1. Use a proven analytics methodology such as CRISP-DM
By leveraging the knowledge of expert data analysts, methodologies like CRISP-DM (cross industry standard process for data mining) provide a clear roadmap of the key tasks involved in successful predictive analytics initiatives. In short, methodologies like this make the whole process of planning and monitoring the progress of new analytical applications much more transparent.
2. Focus on business understanding and deployment.
In other words, applications that are not grounded in a solid understanding of the business requirements they are supposed to address are unlikely to make much of an impact. As for deployment, it’s all too easy to get stuck into the data without a clear understanding of how the results are going to make a difference. If the main outcome of your first predictive analytics project is a report, then congratulations, you’ve just completed a research project (and we all know what happens to those). If however, you’re working towards deploying recommendations in real-time to the website or automatically scoring campaign data on a bi-weekly basis then you at least have some sort of end goal in sight.
3. Don’t wait for the perfect data warehouse – consider the full data landscape
If all predictive analytics applications relied on clean, centralised and consolidated data then most of the examples we could talk about would exist firmly in the theoretical realm. So if you are delaying your first project until the database team release the new, pristine, single-view-of-the-customer warehouse, you may have a bit of a wait. Predictive analytics initiatives are often magpie projects: they are characterised by snapshots and samples from islands of data across the organisation. As such cleaning, consolidating and preparing data is grist-to the-mill for most projects of this type. Also, look to other sources of data such as text from call centre notes, web site searches and social media and complaints.

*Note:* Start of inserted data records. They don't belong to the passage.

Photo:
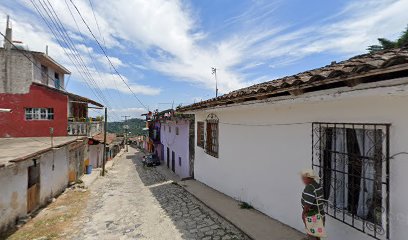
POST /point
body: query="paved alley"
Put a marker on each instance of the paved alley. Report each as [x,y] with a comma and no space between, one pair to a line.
[136,202]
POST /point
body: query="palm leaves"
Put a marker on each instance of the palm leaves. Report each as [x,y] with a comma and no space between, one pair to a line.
[385,44]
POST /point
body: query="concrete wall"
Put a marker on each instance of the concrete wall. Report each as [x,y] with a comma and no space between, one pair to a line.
[37,75]
[13,194]
[177,143]
[14,124]
[53,179]
[260,164]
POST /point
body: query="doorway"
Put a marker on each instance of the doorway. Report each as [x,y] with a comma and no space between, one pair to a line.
[33,187]
[168,158]
[173,161]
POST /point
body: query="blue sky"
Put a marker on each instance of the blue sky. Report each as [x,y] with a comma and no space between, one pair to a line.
[165,49]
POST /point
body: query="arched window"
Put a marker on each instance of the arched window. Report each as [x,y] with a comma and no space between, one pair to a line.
[211,144]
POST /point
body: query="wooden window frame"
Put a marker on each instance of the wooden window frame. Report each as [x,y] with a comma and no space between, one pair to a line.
[200,134]
[212,136]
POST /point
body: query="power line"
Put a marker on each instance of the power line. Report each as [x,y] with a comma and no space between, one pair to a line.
[59,42]
[104,52]
[96,21]
[25,55]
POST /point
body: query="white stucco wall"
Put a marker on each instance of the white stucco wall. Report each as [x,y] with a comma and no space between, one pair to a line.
[177,143]
[260,164]
[96,155]
[13,194]
[53,180]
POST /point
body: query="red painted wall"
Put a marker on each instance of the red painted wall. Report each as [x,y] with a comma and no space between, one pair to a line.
[14,124]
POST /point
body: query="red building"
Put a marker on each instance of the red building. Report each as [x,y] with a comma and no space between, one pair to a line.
[31,85]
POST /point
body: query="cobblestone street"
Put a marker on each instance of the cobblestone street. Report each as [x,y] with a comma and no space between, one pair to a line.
[136,202]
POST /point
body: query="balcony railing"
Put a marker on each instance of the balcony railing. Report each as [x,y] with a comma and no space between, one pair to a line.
[84,128]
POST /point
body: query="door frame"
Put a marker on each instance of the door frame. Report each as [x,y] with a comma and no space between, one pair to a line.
[168,157]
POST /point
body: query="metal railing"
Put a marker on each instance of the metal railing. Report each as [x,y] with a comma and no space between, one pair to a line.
[84,128]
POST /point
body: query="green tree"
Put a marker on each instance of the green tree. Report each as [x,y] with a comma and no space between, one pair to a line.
[385,44]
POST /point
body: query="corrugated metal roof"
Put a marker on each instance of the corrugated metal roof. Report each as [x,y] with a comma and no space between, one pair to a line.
[358,67]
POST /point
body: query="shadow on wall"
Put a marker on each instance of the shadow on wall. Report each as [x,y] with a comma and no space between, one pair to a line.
[192,218]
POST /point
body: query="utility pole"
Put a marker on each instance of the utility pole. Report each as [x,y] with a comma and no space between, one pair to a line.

4. Consider integration with other business insight systems (e.g. MI/BI)
One of the problems with predictive analytics applications is the lack of visibility that senior staff and decision makers have of their actual outcomes. As distinct from traditional business intelligence, predictive analytics is characterised by the creation of new data. Instead of KPIs (key performance indicators) predictive analytics generates predictive performance indicators in the form of affinity scores, likelihood values, estimates and churn probabilities. Existing reporting systems and dashboards are often an excellent way to monitor model performance and provide the wider business with an enhanced insight function.
5. How will you know it’s worked?
If it’s worth deploying, it’s worth measuring. The whole point of predictive analytics is to make better, smarter decisions than those driven by random or prescriptive approaches such as business rules. Focus on measuring the benefit – e.g. response rate lift, increased cross-sell, revenue/profit impact – these metrics are the ultimate judge of any new technology’s worth.
6. You may not need to recruit specialists: data–literate, business-focussed people can learn how to do this.
You know your business. But, if you are also used to working with data then you may well find that many of the skills required to drive a predictive analytics project through to successful completion are within your grasp. Thousands of people learn how to work with predictive analytics technology every week and you can always leverage the help of a knowledgeable consultant to guide you through the more involved phases.
“Any powerful idea is absolutely fascinating and absolutely useless until we choose to use it.”